On Sexual Harassment and the Religious Pedestal
This is a guest post by Shani Ben Or, the Community Coordinator for Kol HaNeshama, Jerusalem’s flagship congregation of the Reform Movement, where she also serves as a cantor, studies Critical, Feminist Pedagogy at the Kibbutzim College, and is a fellow in the inaugural Jerusalem cohort of the Takum social justice beit midrash. Translated from the Hebrew by Aryeh Bernstein.
A few years ago, I volunteered in a youth center for teens at risk in south Tel Aviv. The constituency served by the center represented the sectors most oppressed and discriminated against by Israeli society. In many respects, this encounter was life-changing for me, but was also wound up with numerous challenges, among the most significant of which related to gender. Every week, I was greeted with comments about my appearance, my beauty, and my body. I received countless “offers”, of varying degrees of obscenity. It was clear to me that these teenage boys were testing my boundaries in a smart and sophisticated way. When push came to shove, they touched on my greatest place of vulnerability with regard to them. In every other way, the power hierarchy in this youth center was clear and priviliged me: I was a volunteer and they were the troubled youth being mentored and counseled. The power hierarchy in Israeli society was just as clear and to my privilege: I am an Ashkenazic Jew in Israel from an American background. However, in one respect, the power relationship privileged them and put them in a position of power over me: I am a woman and they are men. They tipped the scales of the power balance to assert some power over a person who in many ways has power over them, and it worked: as a woman, with my own experiences of gender oppression, I was affected by their actions. They succeeded.
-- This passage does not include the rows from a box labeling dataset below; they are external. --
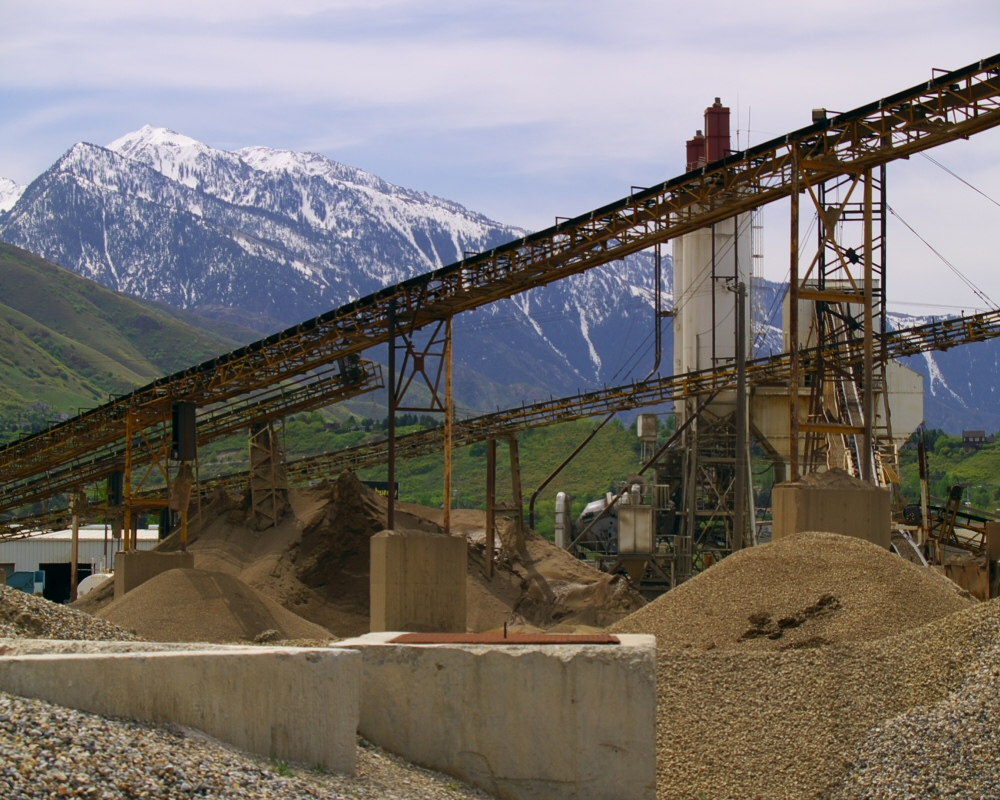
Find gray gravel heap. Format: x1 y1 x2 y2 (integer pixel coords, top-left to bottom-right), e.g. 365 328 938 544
0 585 139 641
614 534 1000 800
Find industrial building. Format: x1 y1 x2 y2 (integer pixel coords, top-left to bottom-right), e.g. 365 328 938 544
0 525 159 603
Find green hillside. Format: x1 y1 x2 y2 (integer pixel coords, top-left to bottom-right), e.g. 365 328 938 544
901 430 1000 511
0 243 252 442
272 413 648 534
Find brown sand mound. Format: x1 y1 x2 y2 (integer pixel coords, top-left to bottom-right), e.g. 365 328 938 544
610 533 973 650
98 569 332 642
79 473 645 637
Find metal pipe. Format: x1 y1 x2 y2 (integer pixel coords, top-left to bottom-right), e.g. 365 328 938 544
385 298 396 531
732 281 749 552
442 317 454 534
788 149 800 481
566 392 718 550
528 412 614 530
861 168 875 483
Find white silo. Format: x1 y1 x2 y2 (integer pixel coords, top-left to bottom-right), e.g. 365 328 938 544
673 98 753 422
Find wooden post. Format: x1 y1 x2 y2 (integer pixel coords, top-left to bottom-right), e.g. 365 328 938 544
507 434 524 552
788 153 801 481
861 169 876 483
442 317 454 533
69 492 82 603
486 436 497 578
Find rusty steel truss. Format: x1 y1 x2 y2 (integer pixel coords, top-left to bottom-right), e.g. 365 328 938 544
0 55 1000 536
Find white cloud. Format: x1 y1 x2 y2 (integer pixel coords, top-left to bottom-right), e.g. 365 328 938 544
0 0 1000 310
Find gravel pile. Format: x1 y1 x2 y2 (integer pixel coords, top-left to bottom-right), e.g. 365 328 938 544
609 533 975 650
0 586 139 641
0 693 488 800
612 534 1000 800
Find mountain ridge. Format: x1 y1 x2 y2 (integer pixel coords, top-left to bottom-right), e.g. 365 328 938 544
0 126 1000 430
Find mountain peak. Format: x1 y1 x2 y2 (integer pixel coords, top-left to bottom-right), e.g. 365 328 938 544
108 125 207 156
0 178 27 212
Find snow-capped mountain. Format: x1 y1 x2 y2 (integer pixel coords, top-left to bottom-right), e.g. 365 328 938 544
0 127 1000 433
0 178 25 212
0 127 669 407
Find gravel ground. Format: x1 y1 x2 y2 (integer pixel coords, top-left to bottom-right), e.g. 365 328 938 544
0 585 140 641
0 693 489 800
614 534 1000 800
0 586 490 800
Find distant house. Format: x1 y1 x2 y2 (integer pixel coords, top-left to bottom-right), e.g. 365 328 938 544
962 431 997 450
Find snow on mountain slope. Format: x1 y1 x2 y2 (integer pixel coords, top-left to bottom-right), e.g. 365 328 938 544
0 126 1000 432
0 178 25 212
0 127 664 410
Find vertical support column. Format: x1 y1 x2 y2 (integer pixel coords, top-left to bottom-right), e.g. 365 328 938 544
788 152 800 481
443 317 455 534
486 436 497 578
861 168 875 483
507 434 524 552
732 281 749 552
122 409 133 552
385 298 396 531
69 492 83 602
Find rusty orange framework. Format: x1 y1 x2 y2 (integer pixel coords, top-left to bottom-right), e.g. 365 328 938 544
0 359 384 512
0 48 1000 524
158 310 1000 512
11 310 1000 540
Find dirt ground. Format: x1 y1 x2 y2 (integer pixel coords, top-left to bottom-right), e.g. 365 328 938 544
75 473 645 642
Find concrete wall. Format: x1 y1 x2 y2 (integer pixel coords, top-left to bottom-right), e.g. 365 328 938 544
370 531 468 633
334 633 656 800
771 481 892 550
0 647 361 775
115 550 194 600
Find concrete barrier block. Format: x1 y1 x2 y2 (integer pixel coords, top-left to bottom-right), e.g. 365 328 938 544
334 633 656 800
771 481 892 550
0 647 362 775
115 550 194 600
370 531 468 633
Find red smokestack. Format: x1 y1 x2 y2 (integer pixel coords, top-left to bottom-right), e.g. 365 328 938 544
705 97 731 164
687 131 705 172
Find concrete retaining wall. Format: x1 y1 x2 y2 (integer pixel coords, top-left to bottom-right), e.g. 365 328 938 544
0 647 362 775
115 550 194 600
334 633 656 800
369 531 468 633
771 481 892 550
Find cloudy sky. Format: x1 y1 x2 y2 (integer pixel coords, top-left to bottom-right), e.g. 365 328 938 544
0 0 1000 314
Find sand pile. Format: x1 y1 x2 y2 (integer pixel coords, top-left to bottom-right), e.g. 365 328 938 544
610 534 984 798
98 569 332 642
611 533 973 650
86 473 645 641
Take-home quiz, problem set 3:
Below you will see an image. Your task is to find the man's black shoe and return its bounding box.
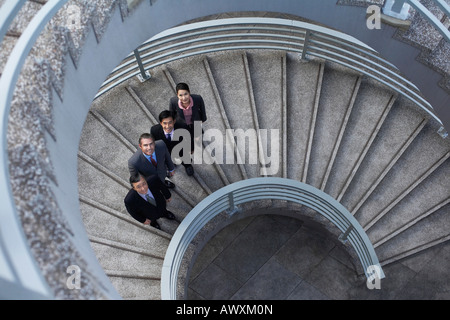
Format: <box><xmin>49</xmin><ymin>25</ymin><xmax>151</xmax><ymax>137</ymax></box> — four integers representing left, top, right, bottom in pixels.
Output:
<box><xmin>165</xmin><ymin>210</ymin><xmax>175</xmax><ymax>220</ymax></box>
<box><xmin>164</xmin><ymin>180</ymin><xmax>175</xmax><ymax>189</ymax></box>
<box><xmin>150</xmin><ymin>221</ymin><xmax>161</xmax><ymax>230</ymax></box>
<box><xmin>185</xmin><ymin>165</ymin><xmax>194</xmax><ymax>176</ymax></box>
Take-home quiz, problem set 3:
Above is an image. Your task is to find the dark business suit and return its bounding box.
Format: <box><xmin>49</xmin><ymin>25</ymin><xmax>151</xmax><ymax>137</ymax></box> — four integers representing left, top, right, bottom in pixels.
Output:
<box><xmin>150</xmin><ymin>122</ymin><xmax>194</xmax><ymax>166</ymax></box>
<box><xmin>169</xmin><ymin>94</ymin><xmax>206</xmax><ymax>130</ymax></box>
<box><xmin>124</xmin><ymin>176</ymin><xmax>171</xmax><ymax>223</ymax></box>
<box><xmin>128</xmin><ymin>140</ymin><xmax>175</xmax><ymax>181</ymax></box>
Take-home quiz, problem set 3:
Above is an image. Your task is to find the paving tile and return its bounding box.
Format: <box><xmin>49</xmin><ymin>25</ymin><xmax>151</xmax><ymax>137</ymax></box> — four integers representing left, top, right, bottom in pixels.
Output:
<box><xmin>188</xmin><ymin>264</ymin><xmax>243</xmax><ymax>300</ymax></box>
<box><xmin>287</xmin><ymin>281</ymin><xmax>329</xmax><ymax>300</ymax></box>
<box><xmin>214</xmin><ymin>215</ymin><xmax>297</xmax><ymax>282</ymax></box>
<box><xmin>304</xmin><ymin>255</ymin><xmax>357</xmax><ymax>300</ymax></box>
<box><xmin>231</xmin><ymin>259</ymin><xmax>302</xmax><ymax>300</ymax></box>
<box><xmin>276</xmin><ymin>227</ymin><xmax>335</xmax><ymax>277</ymax></box>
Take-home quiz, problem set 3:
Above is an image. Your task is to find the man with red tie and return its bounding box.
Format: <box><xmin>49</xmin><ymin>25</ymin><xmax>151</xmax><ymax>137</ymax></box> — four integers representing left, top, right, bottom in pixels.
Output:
<box><xmin>128</xmin><ymin>133</ymin><xmax>175</xmax><ymax>188</ymax></box>
<box><xmin>124</xmin><ymin>174</ymin><xmax>175</xmax><ymax>229</ymax></box>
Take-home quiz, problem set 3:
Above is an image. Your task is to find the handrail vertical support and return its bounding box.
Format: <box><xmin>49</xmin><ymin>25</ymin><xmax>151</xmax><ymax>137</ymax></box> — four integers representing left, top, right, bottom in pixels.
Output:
<box><xmin>134</xmin><ymin>49</ymin><xmax>151</xmax><ymax>82</ymax></box>
<box><xmin>339</xmin><ymin>225</ymin><xmax>353</xmax><ymax>243</ymax></box>
<box><xmin>302</xmin><ymin>30</ymin><xmax>311</xmax><ymax>60</ymax></box>
<box><xmin>226</xmin><ymin>192</ymin><xmax>239</xmax><ymax>216</ymax></box>
<box><xmin>383</xmin><ymin>0</ymin><xmax>410</xmax><ymax>20</ymax></box>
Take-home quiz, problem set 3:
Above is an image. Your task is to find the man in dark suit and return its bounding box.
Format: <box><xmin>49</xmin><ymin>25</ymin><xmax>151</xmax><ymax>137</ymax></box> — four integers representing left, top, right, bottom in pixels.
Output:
<box><xmin>169</xmin><ymin>82</ymin><xmax>207</xmax><ymax>138</ymax></box>
<box><xmin>124</xmin><ymin>174</ymin><xmax>175</xmax><ymax>229</ymax></box>
<box><xmin>150</xmin><ymin>110</ymin><xmax>194</xmax><ymax>176</ymax></box>
<box><xmin>128</xmin><ymin>133</ymin><xmax>175</xmax><ymax>188</ymax></box>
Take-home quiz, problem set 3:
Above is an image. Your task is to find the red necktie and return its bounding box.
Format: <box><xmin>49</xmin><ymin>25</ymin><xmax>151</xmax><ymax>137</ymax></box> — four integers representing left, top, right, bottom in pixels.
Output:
<box><xmin>150</xmin><ymin>155</ymin><xmax>156</xmax><ymax>167</ymax></box>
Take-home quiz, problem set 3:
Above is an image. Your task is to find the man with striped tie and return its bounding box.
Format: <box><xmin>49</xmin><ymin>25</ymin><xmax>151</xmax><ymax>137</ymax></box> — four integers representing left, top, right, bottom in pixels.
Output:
<box><xmin>128</xmin><ymin>133</ymin><xmax>175</xmax><ymax>188</ymax></box>
<box><xmin>124</xmin><ymin>174</ymin><xmax>175</xmax><ymax>229</ymax></box>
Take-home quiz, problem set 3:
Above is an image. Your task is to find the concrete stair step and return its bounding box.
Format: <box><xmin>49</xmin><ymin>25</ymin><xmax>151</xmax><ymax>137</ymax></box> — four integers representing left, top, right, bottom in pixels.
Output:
<box><xmin>286</xmin><ymin>53</ymin><xmax>325</xmax><ymax>182</ymax></box>
<box><xmin>376</xmin><ymin>203</ymin><xmax>450</xmax><ymax>265</ymax></box>
<box><xmin>306</xmin><ymin>61</ymin><xmax>359</xmax><ymax>189</ymax></box>
<box><xmin>321</xmin><ymin>78</ymin><xmax>395</xmax><ymax>200</ymax></box>
<box><xmin>164</xmin><ymin>56</ymin><xmax>242</xmax><ymax>190</ymax></box>
<box><xmin>246</xmin><ymin>50</ymin><xmax>287</xmax><ymax>177</ymax></box>
<box><xmin>355</xmin><ymin>120</ymin><xmax>449</xmax><ymax>230</ymax></box>
<box><xmin>80</xmin><ymin>198</ymin><xmax>171</xmax><ymax>257</ymax></box>
<box><xmin>208</xmin><ymin>51</ymin><xmax>260</xmax><ymax>179</ymax></box>
<box><xmin>107</xmin><ymin>271</ymin><xmax>161</xmax><ymax>300</ymax></box>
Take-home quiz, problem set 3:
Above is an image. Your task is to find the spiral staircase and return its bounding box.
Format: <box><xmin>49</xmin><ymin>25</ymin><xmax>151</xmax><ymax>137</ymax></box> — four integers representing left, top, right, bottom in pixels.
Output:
<box><xmin>3</xmin><ymin>1</ymin><xmax>450</xmax><ymax>299</ymax></box>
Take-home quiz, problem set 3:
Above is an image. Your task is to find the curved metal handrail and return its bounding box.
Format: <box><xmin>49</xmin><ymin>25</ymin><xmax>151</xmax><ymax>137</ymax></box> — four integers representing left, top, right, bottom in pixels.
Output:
<box><xmin>95</xmin><ymin>18</ymin><xmax>442</xmax><ymax>124</ymax></box>
<box><xmin>161</xmin><ymin>177</ymin><xmax>385</xmax><ymax>300</ymax></box>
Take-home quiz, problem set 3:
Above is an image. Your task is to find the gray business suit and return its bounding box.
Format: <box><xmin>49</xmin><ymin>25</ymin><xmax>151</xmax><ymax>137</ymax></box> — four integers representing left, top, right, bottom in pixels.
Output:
<box><xmin>128</xmin><ymin>140</ymin><xmax>175</xmax><ymax>182</ymax></box>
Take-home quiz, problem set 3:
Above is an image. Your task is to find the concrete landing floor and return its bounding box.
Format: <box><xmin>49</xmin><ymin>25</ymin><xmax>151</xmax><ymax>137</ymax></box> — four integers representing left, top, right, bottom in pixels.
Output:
<box><xmin>187</xmin><ymin>215</ymin><xmax>450</xmax><ymax>300</ymax></box>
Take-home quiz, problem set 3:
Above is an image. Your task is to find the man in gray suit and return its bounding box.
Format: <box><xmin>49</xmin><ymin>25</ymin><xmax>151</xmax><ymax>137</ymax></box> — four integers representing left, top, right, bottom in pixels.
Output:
<box><xmin>128</xmin><ymin>133</ymin><xmax>175</xmax><ymax>188</ymax></box>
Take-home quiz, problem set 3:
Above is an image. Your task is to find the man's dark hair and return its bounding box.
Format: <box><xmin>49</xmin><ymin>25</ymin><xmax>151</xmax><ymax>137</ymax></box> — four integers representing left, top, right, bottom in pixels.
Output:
<box><xmin>175</xmin><ymin>82</ymin><xmax>191</xmax><ymax>94</ymax></box>
<box><xmin>158</xmin><ymin>110</ymin><xmax>175</xmax><ymax>122</ymax></box>
<box><xmin>130</xmin><ymin>173</ymin><xmax>142</xmax><ymax>187</ymax></box>
<box><xmin>139</xmin><ymin>133</ymin><xmax>155</xmax><ymax>145</ymax></box>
These interactions presented me with numerous personal and educational dilemmas and every week I deliberated over how to respond until one day, totally by accident, I found the solution. I was sitting with a few of the boys in the lounge when one of them asked me whether I am religious. Now, I am a Reform Jew in Israel who works as a cantor, so I don’t easily fit into the usual categories of religious/secular here; I get that question a lot and I have a practiced, well-thought out response at the ready, which I quickly produced for my young friend: “I am religious, not halakhic”.
For these teens, for whom the concepts of progressive Judaism, in particular, and the very existence of a variety of streams in Judaism, in general, are completely foreign, the only thing that registered for them was the word “religious”. From that moment, their interaction with me changed dramatically. This shift was felt immediately when another boy, who was not in this conversation, entered the lounge and shot some comment my way about my being hot. The other boys immediately jumped to my defence: “Don’t speak to her like that! Did you know that she’s religious?!”
My initial reaction to this comment was deep relief, a feeling which I enjoyed through the end of my year volunteering with them. Together with that relief, though, I felt a new kind of troubling discomfort awakening in me. Clearly, I was not the kind of religious woman they were conjuring up, and yet I discovered that this word purchased me respect and dignity whose source was unclear to me, and which I was not at all sure that I was interested in claiming. Why would a “religious” woman “deserve” respect more than I, or any other woman would?
I was stuck in this troubling question until recently, during my participation in a series of fascinating text studies and discussions about Torah perspectives on gender injustice and human trafficking in the context of the Takum social justice beit midrash, in Jerusalem. In one of our sessions, we learned about the development of the ketubbah document from Biblical to Rabbinic law, as well as the varying halakhic responses to rape of a woman depending on her marital status. In the course of this class, I understood something basic about virginity: it became clear that in the worldview of the classic texts, a woman is assessed in large part according to her virginity, which is considered a prized commodity of great value. This seems peculiar in the world I inhabit but it seems that this attitude has been preserved to some extent, perhaps from a simplistic view, in other parts of society, including Orthodox Judaism.
This simple insight helped me understand the riddle that had troubled me since my days at the youth center: a religious woman represents a woman whose sexuality is still “pure” and untainted, and therefore, deserving of honor and respect. Understanding this caused me to cast grave doubt on the value of this honor, a kind of doubt that does not in any way make my life, as a progressive/Reform Jewish religious woman with a secular appearance, any easier.
Very interesting article/ dilemma and well-written.
Thanks. I agree with Judy, interesting and well-written, and add – illuminating!
Speaking as someone who has become religious from a secular background…
These guys believe (not entirely mistakenly) that some secular women will find their “bravado” to be cute, and that there is at least some chance that such an offer could be accepted.
These are sabras we are dealing with… prickly and arse-like on the outside but very decent people behind that veneer. Once they realised that you have a value system that won’t accept this type of behaviour, they behaved differently.
I’m not going to (G-d forbid) place the blame for inappropriate behaviour on secular women or the secular media which presents those women as being sexually available outside of relationships. But I will say that the situation is more nuanced and complex than it appears at first glance.